Prevayler
anyone try playing with it or read this book Java RAMBO Manifesto by Peter Wanyer (hxxp://www.wayner.org/books/rambo/)?
the actual site is here
hxxp://www.prevayler.org/wiki.jsp
someone have ported it to LISP
hxxp://homepage.mac.com/svc/RebelWithACause/
eddy
Tuesday, January 6, 2004
I've always thought the ideas behind Prevayler were very interesting. However, there's a big advantage to using a separate database, and it has nothing to do with relational models, robustness, or any of the other stuff.
In the typical business application, how long does the logic last? A year? Six months? If you're using an object database, your data and behavior are inextricably tied together; if the logic changes, your data needs at the minimum to be be reformatted or something.
On the other hand, how long is a customer list valid? 10 years? 30 years?

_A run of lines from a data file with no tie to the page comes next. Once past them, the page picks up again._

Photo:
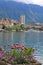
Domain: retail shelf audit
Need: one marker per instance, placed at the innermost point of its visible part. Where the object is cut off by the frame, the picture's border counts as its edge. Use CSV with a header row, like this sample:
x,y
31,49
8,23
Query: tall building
x,y
22,19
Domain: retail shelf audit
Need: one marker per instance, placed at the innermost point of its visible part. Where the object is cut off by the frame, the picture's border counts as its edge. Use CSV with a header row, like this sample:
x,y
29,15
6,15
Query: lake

Mortgage information?
Data lasts longer than logic, and having data in a separate, easy to access storage allows you to build new applications easily on your existing data.
Chris Tavares
Tuesday, January 6, 2004
Chris, I agree with you, but I also think it's quite possible that the data will be exported back as XML, sidestepping the relational DB entirely.

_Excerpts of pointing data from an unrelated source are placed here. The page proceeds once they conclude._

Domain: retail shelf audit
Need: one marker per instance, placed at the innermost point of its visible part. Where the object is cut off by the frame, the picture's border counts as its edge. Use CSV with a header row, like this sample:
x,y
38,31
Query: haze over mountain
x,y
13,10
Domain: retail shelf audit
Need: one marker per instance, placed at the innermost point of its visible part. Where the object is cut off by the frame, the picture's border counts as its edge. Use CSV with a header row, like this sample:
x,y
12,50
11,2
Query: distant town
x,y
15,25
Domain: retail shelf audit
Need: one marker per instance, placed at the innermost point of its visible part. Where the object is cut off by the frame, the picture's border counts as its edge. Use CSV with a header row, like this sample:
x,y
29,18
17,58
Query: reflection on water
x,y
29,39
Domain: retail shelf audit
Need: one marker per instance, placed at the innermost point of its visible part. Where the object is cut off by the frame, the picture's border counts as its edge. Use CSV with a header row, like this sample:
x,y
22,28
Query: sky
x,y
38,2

At my current contract, ALL the backend data comes back as XML. Whether you love it or hate it, I think this is the way things are going in the future.
Portabella
Tuesday, January 6, 2004
Using XML as the interchange format is just fine, but anybody who's using XML as the actual STORAGE mechanism is going to be in big trouble.
Searching an XML file is hideously inefficient. Heck, STORING a straight XML file is hideously inefficient. Using XML to shoot stuff between components? I'm all over it, I think it's great. But XML will not replace the back end data storage.
Chris Tavares
Tuesday, January 6, 2004
> Using XML as the interchange format is just fine
I agree, and that's what I'm suggesting: a prevayler-type backend which exports data as XML. (Even XML databases don't actually store the data as XML).
Along the same lines, a standard XML mapping for databases (like Microsoft's SQLXML), and possibly another chance for the databases to try to replace application servers again.
Portabella
Tuesday, January 6, 2004
The main drawback with Prevayler is versioning, that is changing the meta data. Changing data in memory is a lot harder than changing data in a database. A ram based server could be used between the business layer and the database, using write thru, and essentially caching everything, but still there is a problem with ad hoc updates of the database. Probably the ram cache has to be cleared.
Conclusion: the database engine should do all the caching. Then we won´t see this 9000-fold performance increase anymore.